Rethinking Work, Revisited
I wanted to go back to what we were talking about two days ago, on the issue of rethinking work in the context of the pandemic. Unlike other employment shortages, it’s pretty clear that in fact what is happening is that workers really are just like “my job was terrible and my life was terrible, why should I have to return to that?”
But another way to look at this is that there is a great reassessment going on in the U.S. economy. It’s happening on a lot of different levels. At the most basic level, people are still hesitant to return to work until they are fully vaccinated and their children are back in school and day care full time. For example, all the job gains in April went to men. The number of women employed or looking for work fell by 64,000, a reminder that child-care issues are still in play.
There is also growing evidence — both anecdotal and in surveys — that a lot of people want to do something different with their lives than they did before the pandemic. The coronavirus outbreak has had a dramatic psychological effect on workers, and people are reassessing what they want to do and how they want to work, whether in an office, at home or some hybrid combination.

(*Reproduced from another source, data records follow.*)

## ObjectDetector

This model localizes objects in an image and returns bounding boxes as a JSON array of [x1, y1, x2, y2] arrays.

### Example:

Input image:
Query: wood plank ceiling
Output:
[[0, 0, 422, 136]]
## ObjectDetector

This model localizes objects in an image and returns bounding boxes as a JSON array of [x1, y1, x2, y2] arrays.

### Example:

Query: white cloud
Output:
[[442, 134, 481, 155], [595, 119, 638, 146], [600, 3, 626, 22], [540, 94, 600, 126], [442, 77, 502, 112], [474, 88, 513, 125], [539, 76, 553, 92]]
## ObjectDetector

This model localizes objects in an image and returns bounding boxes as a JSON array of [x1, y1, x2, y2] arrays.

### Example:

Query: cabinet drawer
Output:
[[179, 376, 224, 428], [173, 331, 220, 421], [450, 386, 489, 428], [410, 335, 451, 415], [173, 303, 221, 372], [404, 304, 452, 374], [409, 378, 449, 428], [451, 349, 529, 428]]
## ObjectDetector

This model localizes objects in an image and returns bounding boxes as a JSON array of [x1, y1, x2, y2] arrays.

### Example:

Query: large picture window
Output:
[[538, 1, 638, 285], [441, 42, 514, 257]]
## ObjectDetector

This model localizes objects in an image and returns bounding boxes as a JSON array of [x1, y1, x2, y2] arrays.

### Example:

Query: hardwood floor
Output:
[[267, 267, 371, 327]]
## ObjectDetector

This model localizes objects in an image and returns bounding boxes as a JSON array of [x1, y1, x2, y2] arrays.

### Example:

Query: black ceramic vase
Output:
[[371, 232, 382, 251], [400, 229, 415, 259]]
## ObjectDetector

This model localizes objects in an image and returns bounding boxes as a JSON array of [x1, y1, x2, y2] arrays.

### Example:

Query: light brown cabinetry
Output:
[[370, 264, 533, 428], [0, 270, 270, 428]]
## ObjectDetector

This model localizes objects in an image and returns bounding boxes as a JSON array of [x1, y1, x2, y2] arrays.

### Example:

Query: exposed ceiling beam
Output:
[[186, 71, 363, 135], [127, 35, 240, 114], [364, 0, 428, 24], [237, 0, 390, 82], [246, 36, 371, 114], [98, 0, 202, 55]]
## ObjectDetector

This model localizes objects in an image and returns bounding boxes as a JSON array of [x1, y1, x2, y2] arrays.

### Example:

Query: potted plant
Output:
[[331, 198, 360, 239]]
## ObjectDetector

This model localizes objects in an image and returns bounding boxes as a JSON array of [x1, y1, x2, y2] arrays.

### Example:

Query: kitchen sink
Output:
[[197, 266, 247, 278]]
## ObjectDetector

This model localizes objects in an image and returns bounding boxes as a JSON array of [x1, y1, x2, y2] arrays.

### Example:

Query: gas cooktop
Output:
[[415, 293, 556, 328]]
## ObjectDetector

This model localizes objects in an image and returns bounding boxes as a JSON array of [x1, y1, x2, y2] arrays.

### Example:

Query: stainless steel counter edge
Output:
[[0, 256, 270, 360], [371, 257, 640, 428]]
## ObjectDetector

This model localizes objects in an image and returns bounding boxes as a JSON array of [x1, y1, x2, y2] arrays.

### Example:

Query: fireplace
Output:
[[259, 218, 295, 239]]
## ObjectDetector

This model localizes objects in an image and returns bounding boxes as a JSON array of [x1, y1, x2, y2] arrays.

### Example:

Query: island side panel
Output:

A Pew Research Center survey this year found that 66 percent of the unemployed had “seriously considered” changing their field of work, a far greater percentage than during the Great Recession. People who used to work in restaurants or travel are finding higher-paying jobs in warehouses or real estate, for example. Or they want a job that is more stable and less likely to be exposed to the coronavirus — or any other deadly virus down the road. Consider that grocery stores shed over 49,000 workers in April and nursing care facilities lost nearly 20,000.
Economists describe this phenomenon as reallocation friction, the idea that the types of jobs in the economy are changing and workers are taking awhile to figure out what new jobs they want — or what skills they need for different roles.
It’s very clear that conservative states at least are using unemployment insurance as a way to discipline workers back into terrible jobs. But those jobs paid so low that a lot of people are actually going to have other options, some of whom have already worked out those other options. To get people to work in grocery stores and nursing homes again, it’s going to require a) real poverty or b) paying these workers decent wages and treating them like human beings. We know that employers hate the latter idea. So the former it is. We will see if it works for them.
Of course you could always increase immigration as well but then what about my white rights and hearing of the Spanish and my white daughters and the like.